How to Get the Most of Your Doctor's Appointment
Two members of ENFA have attended European League Against Rheumatism (EULAR) patient conference in Sofia, Bulgaria. Patients from all European countries representing any of the 200 musculoskeletal conditions, from arthritis, fibromyalgia to back conditions were working over 4 days with researchers and healthcare professionals and sharing best practice.
ENFA’s representatives said: ‘’It was very empowering seeing patients from all over Europe working in the same direction – to improve healthcare outcomes for people in their countries. The theme of the event was on patients taking control over their care. It means patients’ being informed, active and working together with their doctors in the management of their conditions. This working together with the doctors is called by the medical profession shared-decision making. It means that the patient is being treated on the same level as the doctor, is being appropriately informed and involved in all decision related to his/her care, his/her wishes are being respected and is given a choice. The decisions are being made together by the patient and the doctor.’’.
Here we have written some tips to help you get the most of your doctor’s appointment:
1. Be prepared, do your homework. Research your condition, symptoms, possible treatments and tests in advance of the visit. Libraries are a good source of information and there are books about most conditions. Keeping a diary of your symptoms is another great way of preparation. Request a copy of your previous test results and analyse them prior to your visit.
2. List on a paper all questions, medication, symptoms, including those that you think may be not related and any other relevant information and use this during an appointment. Prepare your arguments for course of action or any tests that you think are needed.
3. Respect and be respected. If you feel that you are not respected or that the doctor doesn’t pay adequate attention to what you are saying, for example, by typing and not looking at you, ask politely him or her to stop doing it, to look at you and to listen.
4. Request all relevant information to be explained to you. You can ask for a print out of information on any medicine the doctor is suggesting you should take. Discuss with the doctor the side effects of any medication or treatment and risks involved.

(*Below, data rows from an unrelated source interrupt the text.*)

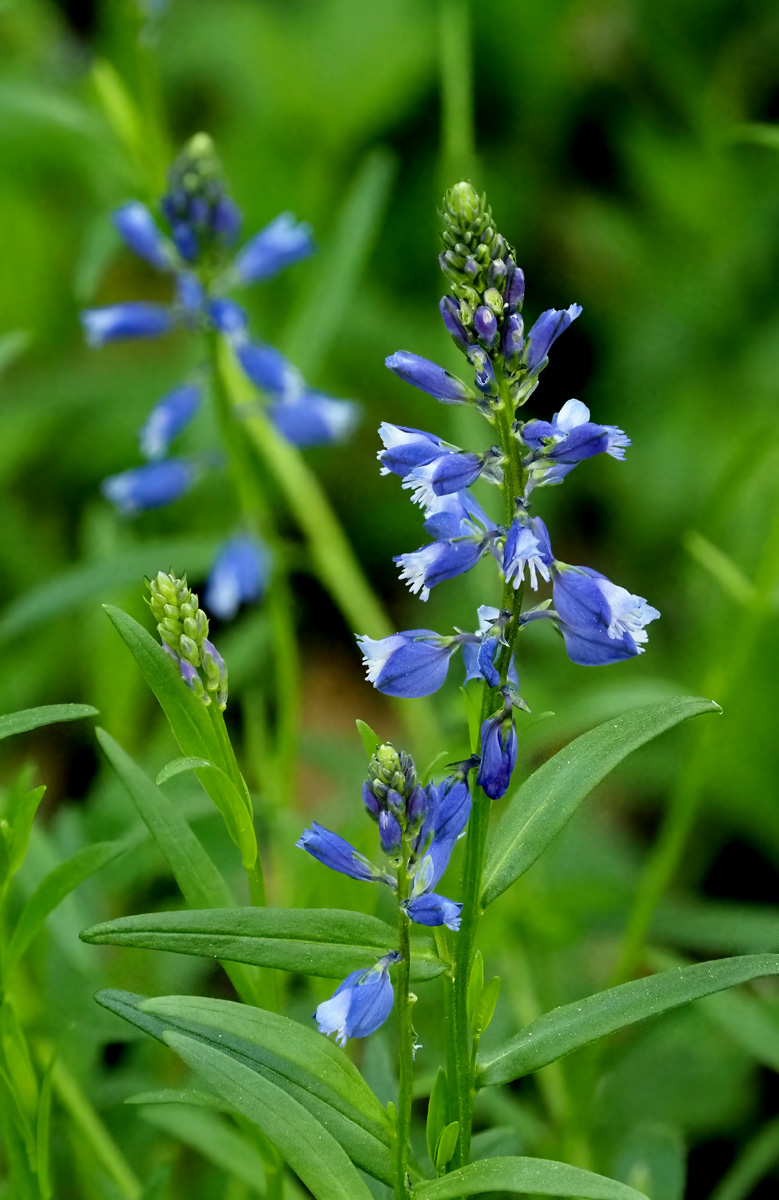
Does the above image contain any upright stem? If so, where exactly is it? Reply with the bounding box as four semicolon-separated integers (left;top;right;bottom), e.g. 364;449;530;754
453;380;525;1166
395;854;414;1200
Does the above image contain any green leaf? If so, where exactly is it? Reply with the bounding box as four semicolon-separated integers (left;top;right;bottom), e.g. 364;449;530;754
142;1100;265;1196
106;605;257;868
425;1067;449;1164
0;704;97;738
164;1032;371;1200
413;1158;646;1200
4;841;126;972
96;728;257;998
96;728;230;908
96;991;393;1182
481;696;721;907
354;719;382;762
433;1121;460;1171
8;784;46;875
80;902;445;979
478;954;779;1087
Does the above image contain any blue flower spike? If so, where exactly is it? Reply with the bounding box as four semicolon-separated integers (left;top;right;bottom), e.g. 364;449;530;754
314;950;401;1046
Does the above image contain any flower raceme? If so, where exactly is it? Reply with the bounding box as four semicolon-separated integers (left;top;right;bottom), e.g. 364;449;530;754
358;182;659;806
80;134;356;617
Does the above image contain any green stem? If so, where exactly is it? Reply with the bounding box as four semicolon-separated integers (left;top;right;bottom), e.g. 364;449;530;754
395;854;414;1200
438;0;475;186
453;372;525;1166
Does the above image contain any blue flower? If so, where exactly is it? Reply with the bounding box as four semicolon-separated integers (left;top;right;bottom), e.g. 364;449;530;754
503;505;555;592
552;563;660;666
295;821;384;882
314;950;401;1046
204;535;270;620
477;709;517;800
522;400;630;486
233;212;316;283
101;458;194;512
384;350;475;404
356;629;460;700
401;854;462;931
523;304;582;374
114;200;175;271
138;383;203;458
80;300;175;346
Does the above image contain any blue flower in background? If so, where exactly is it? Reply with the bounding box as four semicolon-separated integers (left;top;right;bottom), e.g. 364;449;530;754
314;950;401;1046
204;535;270;620
80;134;358;532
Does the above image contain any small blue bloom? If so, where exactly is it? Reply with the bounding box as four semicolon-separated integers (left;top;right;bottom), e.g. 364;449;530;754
80;300;174;346
378;812;403;858
503;505;555;592
114;200;174;271
439;296;469;346
477;709;517;800
402;892;462;932
295;821;383;882
503;258;525;314
467;346;498;396
356;629;459;700
204;535;270;620
233;212;316;283
522;400;630;485
138;383;203;458
473;305;498;350
525;304;582;374
268;388;359;448
384;350;475;404
101;458;194;512
314;950;401;1046
376;421;459;478
553;563;660;666
235;338;297;398
501;312;525;371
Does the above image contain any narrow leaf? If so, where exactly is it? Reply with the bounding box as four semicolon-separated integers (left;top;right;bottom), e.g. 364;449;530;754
481;696;721;907
413;1158;646;1200
80;902;445;979
4;841;126;972
164;1032;371;1200
0;704;97;738
478;954;779;1087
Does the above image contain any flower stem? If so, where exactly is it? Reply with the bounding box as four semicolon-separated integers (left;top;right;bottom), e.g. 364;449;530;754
395;854;414;1200
453;380;525;1166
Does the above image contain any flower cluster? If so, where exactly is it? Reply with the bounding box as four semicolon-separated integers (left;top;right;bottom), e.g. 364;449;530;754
82;133;356;617
146;571;227;709
358;182;659;798
298;743;470;1045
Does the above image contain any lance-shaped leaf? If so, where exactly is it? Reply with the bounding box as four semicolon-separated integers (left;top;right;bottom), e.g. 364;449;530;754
97;991;393;1183
80;907;447;979
0;704;97;738
106;605;257;868
481;696;721;907
412;1158;646;1200
477;954;779;1087
164;1032;371;1200
2;841;126;973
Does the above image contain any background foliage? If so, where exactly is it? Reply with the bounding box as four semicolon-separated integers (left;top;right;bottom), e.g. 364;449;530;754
0;0;779;1200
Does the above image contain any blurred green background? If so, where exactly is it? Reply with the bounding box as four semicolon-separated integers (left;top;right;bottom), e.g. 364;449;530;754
0;0;779;1200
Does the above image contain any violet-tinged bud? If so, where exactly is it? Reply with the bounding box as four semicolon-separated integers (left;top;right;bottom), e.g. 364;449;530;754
473;305;498;350
503;258;525;313
438;296;468;347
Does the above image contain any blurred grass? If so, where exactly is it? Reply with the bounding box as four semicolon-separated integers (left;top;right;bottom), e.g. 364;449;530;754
0;0;779;1200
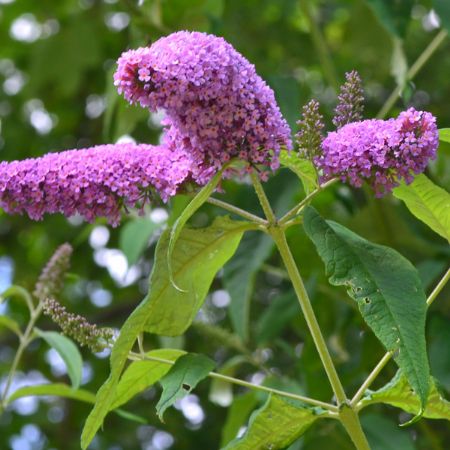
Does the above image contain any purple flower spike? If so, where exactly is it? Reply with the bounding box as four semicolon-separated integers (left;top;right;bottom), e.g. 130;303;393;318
114;31;291;184
0;144;192;226
315;108;439;197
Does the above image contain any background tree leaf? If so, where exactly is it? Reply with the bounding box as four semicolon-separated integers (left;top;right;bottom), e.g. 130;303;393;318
358;370;450;420
225;395;321;450
394;174;450;242
119;218;161;265
36;329;83;389
304;207;430;406
156;353;216;420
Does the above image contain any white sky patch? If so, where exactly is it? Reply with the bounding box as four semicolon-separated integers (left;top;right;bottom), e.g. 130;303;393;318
9;13;42;43
105;12;130;31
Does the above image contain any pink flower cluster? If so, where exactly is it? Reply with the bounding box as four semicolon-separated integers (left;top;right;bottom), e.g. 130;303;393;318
114;31;291;184
315;108;439;197
0;144;192;225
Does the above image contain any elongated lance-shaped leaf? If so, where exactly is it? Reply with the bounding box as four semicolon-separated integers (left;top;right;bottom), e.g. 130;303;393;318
81;217;254;448
358;370;450;420
394;174;450;242
156;353;216;420
111;348;186;409
167;169;223;290
35;329;83;389
304;207;430;408
224;395;326;450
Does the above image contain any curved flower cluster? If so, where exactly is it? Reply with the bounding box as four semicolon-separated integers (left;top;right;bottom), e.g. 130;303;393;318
0;144;192;225
114;31;291;184
315;108;439;197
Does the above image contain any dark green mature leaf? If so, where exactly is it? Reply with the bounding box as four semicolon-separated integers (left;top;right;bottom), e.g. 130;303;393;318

5. You can ask for other than drug treatments, like physiotherapy, massage, heat therapy, hypnotherapy, cognitive behavioural therapy. Ask the doctor about any relevant relaxation techniques and treatments or about referral to a specialist or a pain clinic.
6. Remember, you know your body best. If something doesn’t feel right for you, say it, state your reason and ask for a different treatment. A good doctor will take into account your other needs, your lifestyle, your family, work and other commitments. One size doesn’t fit all and if a treatment is good for your neighbour, it doesn’t mean that it will be good for you. A good doctor will see you as a human being with all your needs. Practical and economic issues, like transport, must also be taken into account when discussing treatment options with your doctor.
7. If you need extra support, bring with you a family member or other trusted person.
8. If you disagree with doctor’s decision you can request a second opinion, that is, opinion of another doctor. Use this right every time you feel it is needed.
9. The best relationship between a doctor and a patient is based on trust. Ask to see the same trusted doctor every time.
Ensure that you are really listened to, respected, being explained things, given a choice and that the decisions are being made together by you and your doctor and not being made for you. Take ownership for your own healthcare.